Apr 18, 2024  
2017-2018 Catalog 
    
2017-2018 Catalog [ARCHIVED CATALOG]

ENG 352 - Strangeness in Shakespeare


Instructor
Lewis

Dramatists must write in a way familiar to their audiences if they hope to keep their audiences.  But the best dramatists, at the same time, also challenge the preconceptions and assumptions of audiences. They estrange audience members, provoking them to explore and reassess what they thought they already knew.  Shakespeare does just that, often through characters who are themselves strangers-foreigners-in their environment or through removing characters from their familiar surroundings and placing them where, feeling alien, they must confront themselves and their beliefs.  In this course, we’ll study how Shakespeare’s incorporation of aliens and alien territories corresponds with and informs his efforts to alienate his audience and, in so doing, encourage them to grow.  Titles will include Love’s Labor’s Lost, The Merchant of Venice, Othello, and The Tempest, as well as others.

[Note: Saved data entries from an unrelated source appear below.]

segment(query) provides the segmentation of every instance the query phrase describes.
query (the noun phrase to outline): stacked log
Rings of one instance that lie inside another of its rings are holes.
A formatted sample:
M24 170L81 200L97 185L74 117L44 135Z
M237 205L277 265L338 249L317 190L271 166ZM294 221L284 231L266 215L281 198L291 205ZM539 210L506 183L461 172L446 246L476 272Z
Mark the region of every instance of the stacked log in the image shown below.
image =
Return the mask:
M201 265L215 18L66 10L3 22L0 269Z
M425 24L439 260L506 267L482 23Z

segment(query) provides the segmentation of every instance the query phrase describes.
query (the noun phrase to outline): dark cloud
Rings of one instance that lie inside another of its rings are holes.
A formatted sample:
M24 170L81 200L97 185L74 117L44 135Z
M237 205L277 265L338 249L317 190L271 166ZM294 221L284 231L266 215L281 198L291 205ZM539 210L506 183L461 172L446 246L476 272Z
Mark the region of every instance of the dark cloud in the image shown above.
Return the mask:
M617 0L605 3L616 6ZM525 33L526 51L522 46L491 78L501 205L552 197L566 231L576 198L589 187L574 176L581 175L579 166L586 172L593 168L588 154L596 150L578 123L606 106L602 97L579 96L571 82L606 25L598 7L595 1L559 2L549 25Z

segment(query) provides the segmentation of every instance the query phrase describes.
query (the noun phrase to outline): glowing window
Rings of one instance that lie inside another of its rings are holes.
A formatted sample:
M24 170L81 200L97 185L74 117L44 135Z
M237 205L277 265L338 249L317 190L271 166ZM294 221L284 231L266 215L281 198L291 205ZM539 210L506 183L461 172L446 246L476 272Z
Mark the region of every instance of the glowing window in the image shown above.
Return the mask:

Satisfies the Literary Studies, Creative Writing, and Rhetoric distribution requirement.
Fulfills the Historical Approaches requirement of the English major.
Counts as a dramatic literature requirement in the Theatre major and minor.
Satisfies a requirement in the Global Literary Theory interdisciplinary minor.

 

 

Prerequisites & Notes
First-year students require permission of the instructor.